本日8月15日は終戦記念日。日本の降伏が国民に公表された日。

「然れども朕は時運の趨(おもむ)く所、堪え難きを堪え、忍び難きを忍び、以て万世の為に太平を開かんと欲す」
昭和20年(1945年)8月15日正午に日本の降伏を伝えた玉音放送の一節です。

「堪え難きを堪え、忍び難きを忍び」の文言は禅宗始祖の達磨大師の言葉ですが、それを玉音放送に用いたのは、戦争終結に向けて尽力する鈴木貫太郎首相を熊野・湯の峰(和歌山県田辺市本宮町湯の峰)出身の禅僧・山本玄峰がその文言を用いて励ましたことによるものと思われます。

昭和20年(1945年)3月25日、山本玄峰は鈴木貫太郎と会談し、日本を守るために一刻も早く無条件降伏することを進言したといわれます。

もし4月に日本が降伏していたら、横浜大空襲も台北大空襲も静岡大空襲もなく、沖縄戦での被害も小さくて済み、広島や長崎に原爆投下されることもありませんでした。

戦争はどう終わらせるのかが大事ですが、「一億玉砕」や「一億総特攻」をスローガンとした当時の戦争指導者は終わらせ方について真剣に考えていなかったのでしょう。

上の写真は湯の峰にある玄峰塔。

南方熊楠が提供した資料がアメリカ連邦議会図書館で永久保存

南方熊楠が提供した資料一式がアメリカで永久保存されていることが、本日の南方熊楠顕彰館での座談会「熊楠の好物を味わう」のなかで松居竜五先生(2017年に『南方熊楠一複眼の学問構想』で第15回角川財団学芸賞を受賞)から報告されました!

保存されている場所はワシントンにある世界最大の図書館、アメリカ連邦議会図書館!

熊楠からアメリカ農務省のスウィングル氏に贈られた絵巻物『山の神物語』と、その詞書きの写し、魚の写生や標本。その一式がアメリカ連邦議会図書館で永久保存されているのだそうです!

すごい!

しかも、それが民俗学と生物学を行き来した熊楠らしい一式であるのもすごい!

この絵巻物はもともと題がなく、熊楠は仮に『山の神物語』と題をつけましたが、それは以下のような物語です。

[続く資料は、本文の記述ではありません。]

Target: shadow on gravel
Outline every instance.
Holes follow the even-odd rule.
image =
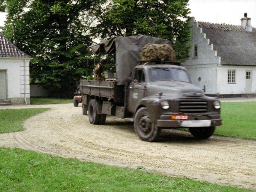
[[[124,133],[133,133],[136,135],[133,122],[123,120],[117,119],[108,121],[108,119],[106,123],[102,126],[109,127],[109,129],[118,130]],[[138,139],[139,139],[138,137]],[[180,143],[207,144],[213,142],[210,139],[199,140],[194,138],[188,132],[178,129],[163,129],[157,141],[157,143]]]
[[[210,138],[206,140],[196,139],[189,132],[173,129],[162,129],[157,142],[207,145],[214,143]]]

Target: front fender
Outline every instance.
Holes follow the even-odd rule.
[[[136,111],[141,107],[145,106],[148,111],[150,122],[156,123],[162,113],[161,102],[165,100],[156,96],[145,97],[138,102]]]

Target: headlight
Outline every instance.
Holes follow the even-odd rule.
[[[220,103],[219,101],[215,101],[213,103],[214,108],[217,109],[220,108]]]
[[[161,105],[162,105],[162,107],[164,109],[167,109],[169,108],[169,104],[166,101],[162,102]]]

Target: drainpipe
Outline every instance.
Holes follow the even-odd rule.
[[[26,63],[27,59],[24,59],[24,101],[25,104],[27,104],[27,101],[26,98]]]

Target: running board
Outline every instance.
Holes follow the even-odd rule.
[[[128,118],[125,118],[125,120],[127,120],[129,121],[133,122],[134,121],[134,119],[132,117],[129,117]]]

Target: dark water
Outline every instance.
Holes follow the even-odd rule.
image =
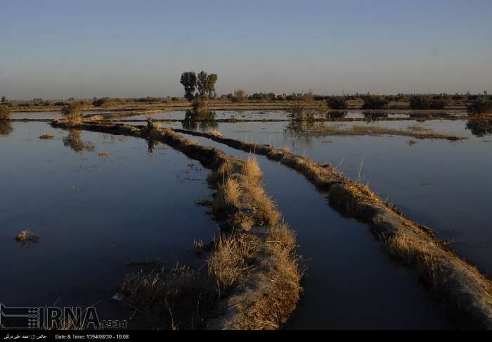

狼形の山神オコゼ魚を恋い、ついにこれを娶るを、章魚(たこ)大いに憤り、その駕を奪わんとせしも、オコゼ遁れて、ついに狼の妻となる譚(ものがたり)にて、文章ほぼ室町季世の御伽草子に類せり。
「山神オコゼ魚を好むということ」『南方熊楠全集2』平凡社、251頁)

資料のなかにある熊楠の筆による魚の写生は、オコゼではなく、海に棲むミノカサゴと、川に棲むアユカケの2種。熊野ではこの2種がオコゼと呼ばれていたのかもしれません。

『本朝食鑑』のカジカ魚、『大和本草』の川オコゼも、『水族志』にこれと同物としある。『南方随筆』二四九頁〔「山神オコゼ魚を好むということ」〕に出た「むかし人あり、十津川の奥白谷の深林で、材木十万も伐りしも、水乏しくて筏出すあたわず。よって河下なる土小屋の神社に鳥居(現存)を献じ、生きたるオコゼを捧げ祈りければ、翌朝水おおく出でて、その鳥居を浸し、件の谷よりここまで、筏陸続として下り、細民生利を得ることこれ多し。その人これをみて大いに歓び、径八寸ある南天の大木にのり、流れに任せて之(ゆ)く所を知らず」という咄のオコゼは、海産の物を活きながらここまで運ぶはとても叶わず。たぶん、この川オコゼすなわちアイカケであったろう。学名コックス・ボルルックスで、海魚コチ科に近いカジカ科のものだ。